Microsoft Business Solutions Customer Relationship Management "Microsoft CRM". This new product supports and somewhat automates and eases the CRM strategies of midscale business by helping them build lasting and profitable relationships with their most important clients and customers. The solution enables these businesses to take advantage of technology and related services that were previously reserved for large enterprises with big IT budgets.
Microsoft CRM offers an up-to-the-minute view of all interactions from initial lead through lifetime customer history. Featuring an intuitive user interface, Microsoft CRM is accessible both as a browser-based application and through Microsoft Outlook. Sales teams have integrated, up-to-date information, facilitating better work in team environments, increasing efficiency and ultimately improving the customer experience. Customer service employees are armed with a solution that helps meet a greater number of service agreements and provides higher customer satisfaction.

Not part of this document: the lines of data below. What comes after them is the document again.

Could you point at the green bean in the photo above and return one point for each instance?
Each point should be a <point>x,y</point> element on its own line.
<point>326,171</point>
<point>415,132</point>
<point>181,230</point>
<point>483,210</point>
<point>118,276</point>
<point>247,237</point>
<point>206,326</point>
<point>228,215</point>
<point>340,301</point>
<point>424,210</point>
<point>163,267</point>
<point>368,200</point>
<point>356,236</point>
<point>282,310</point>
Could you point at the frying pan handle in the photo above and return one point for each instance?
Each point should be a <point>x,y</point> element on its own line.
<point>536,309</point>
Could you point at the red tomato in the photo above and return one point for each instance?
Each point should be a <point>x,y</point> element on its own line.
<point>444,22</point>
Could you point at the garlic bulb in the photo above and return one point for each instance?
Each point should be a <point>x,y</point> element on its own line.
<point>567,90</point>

Microsoft CRM is the first Microsoft business application built on the Microsoft .NET infrastructure, facilitating a simpler connection of disparate systems and enhancing integration with external Web services such as credit checking, analytics and marketing automation services that extend the core functionality of the solution. The flexibility built into Microsoft CRM allows midmarket businesses to determine the degree to which they want to automate and share information across their organizations.

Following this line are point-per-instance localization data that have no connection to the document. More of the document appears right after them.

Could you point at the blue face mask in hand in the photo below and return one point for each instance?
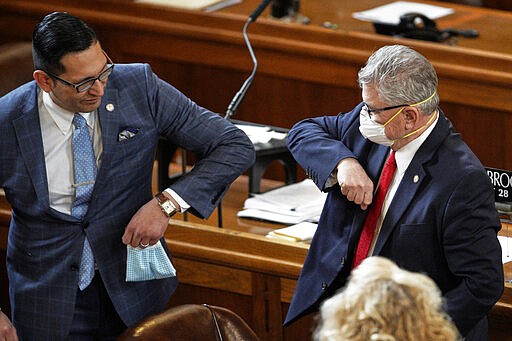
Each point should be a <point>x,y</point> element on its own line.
<point>148,263</point>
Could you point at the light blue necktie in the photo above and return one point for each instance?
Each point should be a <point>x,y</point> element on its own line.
<point>85,175</point>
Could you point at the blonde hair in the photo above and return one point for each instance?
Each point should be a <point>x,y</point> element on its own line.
<point>382,302</point>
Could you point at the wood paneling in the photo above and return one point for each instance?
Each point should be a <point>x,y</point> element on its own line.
<point>304,70</point>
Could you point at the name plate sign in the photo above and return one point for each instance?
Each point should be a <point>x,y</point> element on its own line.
<point>502,182</point>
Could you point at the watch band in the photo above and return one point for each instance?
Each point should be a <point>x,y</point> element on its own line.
<point>166,205</point>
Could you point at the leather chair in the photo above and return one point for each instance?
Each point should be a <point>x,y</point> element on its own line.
<point>192,322</point>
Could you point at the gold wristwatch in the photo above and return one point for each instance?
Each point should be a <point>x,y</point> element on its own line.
<point>166,204</point>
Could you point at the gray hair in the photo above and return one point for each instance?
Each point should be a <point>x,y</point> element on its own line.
<point>401,75</point>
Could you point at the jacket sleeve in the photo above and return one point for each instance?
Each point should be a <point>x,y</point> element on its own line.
<point>222,150</point>
<point>319,144</point>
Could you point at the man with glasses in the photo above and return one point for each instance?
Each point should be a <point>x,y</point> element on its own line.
<point>77,151</point>
<point>430,209</point>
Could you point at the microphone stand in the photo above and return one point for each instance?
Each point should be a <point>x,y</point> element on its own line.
<point>239,96</point>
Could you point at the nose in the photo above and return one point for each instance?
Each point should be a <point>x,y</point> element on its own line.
<point>98,88</point>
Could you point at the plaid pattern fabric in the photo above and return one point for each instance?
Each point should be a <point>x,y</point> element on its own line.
<point>148,263</point>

Microsoft CRM is a new and somewhat interesting product, which a few key note features enabled in Office Systems 2003. You may notice you can install/enable CRM onto an outgoing e-mail so that only certain priorities can read it, well; this is useful if you have a scumbag sniffing your e-mails on the corporate level and spreading them down through the company. With CRM, only those who SHOULD have access to certain rights, have access.
I will do an article later on what Digital Rights Management "DRM" is and how it works, but for now; I think you get the basic concept of .NET infrastructures and what CRM can do for businesses.